Seabright averaged 4.1 points per game and scored 77 career points as a guard in basketball and started at first base in baseball, hitting over .300 for his career. He excelled most at football, where he was a standout quarterback for three years as a Mountaineer. He signed a professional contract with the Cleveland Rams of the NFL in 1941, but left the team to serve in the U.S. Army in World War II from 1942-44, where he saw combat in Germany.

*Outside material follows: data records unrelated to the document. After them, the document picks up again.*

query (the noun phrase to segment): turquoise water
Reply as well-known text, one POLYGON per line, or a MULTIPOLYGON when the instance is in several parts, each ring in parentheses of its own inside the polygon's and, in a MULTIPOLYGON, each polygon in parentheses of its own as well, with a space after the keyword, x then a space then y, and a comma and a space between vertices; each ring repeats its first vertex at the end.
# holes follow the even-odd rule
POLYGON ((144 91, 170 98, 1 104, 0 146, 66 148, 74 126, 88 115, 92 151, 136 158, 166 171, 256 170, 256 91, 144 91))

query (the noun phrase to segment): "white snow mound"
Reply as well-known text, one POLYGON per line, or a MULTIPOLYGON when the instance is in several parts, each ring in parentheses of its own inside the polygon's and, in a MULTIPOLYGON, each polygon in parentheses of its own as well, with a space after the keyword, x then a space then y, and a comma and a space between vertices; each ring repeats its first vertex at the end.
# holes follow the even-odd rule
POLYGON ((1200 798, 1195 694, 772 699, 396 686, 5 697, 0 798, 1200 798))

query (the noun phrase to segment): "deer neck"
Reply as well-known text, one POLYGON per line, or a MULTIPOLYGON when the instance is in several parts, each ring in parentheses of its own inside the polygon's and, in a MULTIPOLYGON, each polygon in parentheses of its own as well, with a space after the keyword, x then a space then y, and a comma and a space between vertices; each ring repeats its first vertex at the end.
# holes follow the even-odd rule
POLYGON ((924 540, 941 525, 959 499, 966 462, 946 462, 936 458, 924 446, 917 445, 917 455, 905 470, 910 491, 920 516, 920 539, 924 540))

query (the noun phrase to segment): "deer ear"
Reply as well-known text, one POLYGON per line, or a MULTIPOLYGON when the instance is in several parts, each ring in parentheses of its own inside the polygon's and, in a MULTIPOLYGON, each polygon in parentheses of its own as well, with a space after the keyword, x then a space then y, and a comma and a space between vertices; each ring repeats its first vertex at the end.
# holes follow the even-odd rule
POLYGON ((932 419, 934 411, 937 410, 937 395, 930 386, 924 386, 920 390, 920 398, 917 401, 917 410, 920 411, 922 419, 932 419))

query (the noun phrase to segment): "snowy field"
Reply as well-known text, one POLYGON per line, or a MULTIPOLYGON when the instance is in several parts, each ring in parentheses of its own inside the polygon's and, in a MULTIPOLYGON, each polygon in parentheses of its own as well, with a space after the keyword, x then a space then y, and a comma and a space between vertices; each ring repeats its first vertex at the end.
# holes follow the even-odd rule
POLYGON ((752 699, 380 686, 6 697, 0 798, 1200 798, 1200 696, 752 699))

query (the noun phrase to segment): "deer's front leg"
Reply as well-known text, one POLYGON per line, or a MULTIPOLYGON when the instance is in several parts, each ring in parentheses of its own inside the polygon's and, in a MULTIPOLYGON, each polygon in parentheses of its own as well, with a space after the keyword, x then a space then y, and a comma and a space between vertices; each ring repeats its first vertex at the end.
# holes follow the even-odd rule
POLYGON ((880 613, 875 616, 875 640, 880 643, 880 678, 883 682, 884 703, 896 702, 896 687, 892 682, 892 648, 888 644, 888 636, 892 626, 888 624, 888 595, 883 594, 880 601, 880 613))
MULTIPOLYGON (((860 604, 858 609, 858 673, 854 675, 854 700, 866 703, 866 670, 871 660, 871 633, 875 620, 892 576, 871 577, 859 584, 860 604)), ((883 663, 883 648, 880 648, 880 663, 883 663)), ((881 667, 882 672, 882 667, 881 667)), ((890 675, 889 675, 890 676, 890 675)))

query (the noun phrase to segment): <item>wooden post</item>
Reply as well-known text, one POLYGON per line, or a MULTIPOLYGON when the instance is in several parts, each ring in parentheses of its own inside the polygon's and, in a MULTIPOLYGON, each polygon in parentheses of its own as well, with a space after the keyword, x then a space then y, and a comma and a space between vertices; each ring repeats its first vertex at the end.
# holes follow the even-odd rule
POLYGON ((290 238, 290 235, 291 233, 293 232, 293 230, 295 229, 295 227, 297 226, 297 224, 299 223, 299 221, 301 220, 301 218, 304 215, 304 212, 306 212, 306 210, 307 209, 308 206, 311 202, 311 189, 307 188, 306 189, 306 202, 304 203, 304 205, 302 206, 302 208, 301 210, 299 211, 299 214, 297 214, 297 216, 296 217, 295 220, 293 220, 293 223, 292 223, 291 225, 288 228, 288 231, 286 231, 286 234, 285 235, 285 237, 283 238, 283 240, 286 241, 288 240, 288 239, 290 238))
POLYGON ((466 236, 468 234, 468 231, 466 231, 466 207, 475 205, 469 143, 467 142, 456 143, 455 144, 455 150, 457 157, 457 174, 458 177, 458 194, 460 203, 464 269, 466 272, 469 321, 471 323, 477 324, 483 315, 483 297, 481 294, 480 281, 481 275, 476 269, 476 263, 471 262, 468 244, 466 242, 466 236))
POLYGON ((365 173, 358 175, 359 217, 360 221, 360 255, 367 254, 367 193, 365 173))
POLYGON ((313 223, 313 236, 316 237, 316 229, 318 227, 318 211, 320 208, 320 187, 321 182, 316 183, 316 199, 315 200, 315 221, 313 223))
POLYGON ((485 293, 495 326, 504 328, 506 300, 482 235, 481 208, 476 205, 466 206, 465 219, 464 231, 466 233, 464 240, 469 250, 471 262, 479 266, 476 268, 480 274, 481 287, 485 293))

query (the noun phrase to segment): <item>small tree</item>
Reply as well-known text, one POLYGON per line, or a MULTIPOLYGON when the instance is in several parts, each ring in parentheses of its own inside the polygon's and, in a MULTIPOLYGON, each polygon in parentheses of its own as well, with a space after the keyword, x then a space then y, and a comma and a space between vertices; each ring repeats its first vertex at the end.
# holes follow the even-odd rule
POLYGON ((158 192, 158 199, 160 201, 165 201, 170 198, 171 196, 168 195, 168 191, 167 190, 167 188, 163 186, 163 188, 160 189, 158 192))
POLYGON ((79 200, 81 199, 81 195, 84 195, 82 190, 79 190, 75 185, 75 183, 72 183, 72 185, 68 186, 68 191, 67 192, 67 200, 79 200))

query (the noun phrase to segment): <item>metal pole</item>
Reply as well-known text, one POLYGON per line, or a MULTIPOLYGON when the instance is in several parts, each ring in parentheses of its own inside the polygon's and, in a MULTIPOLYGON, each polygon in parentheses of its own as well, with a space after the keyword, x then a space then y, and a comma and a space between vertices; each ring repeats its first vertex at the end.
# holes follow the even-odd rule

When he returned from the war, he played both offense and defense for the NFL Pittsburgh Steelers from 1946-50 and was a member of the Steelers’ 1947 team that lost a one-game playoff to eventual champion Philadelphia. That team is widely considered to be Pittsburgh’s best squad till the great teams of the 1970s. Seabright was known for being a relentless blocker as a wingback and is also recognized as one of the last two-way players in the NFL before two-platoon football was instituted in the late 1940s.
He was voted to the WVU football all-time team (1940-49) and was awarded with a sportsmanship award by the Charleston Sportsman Club in 1980.
Seabright and his wife, the former Alice Olveski, had four children: Chuck, Jim, Joyce and Charlene. He worked for Valley Machine in Martins Ferry, Ohio, for 28 years as a production manager. Seabright died at the age of 62 in March, 1981, in Wheeling.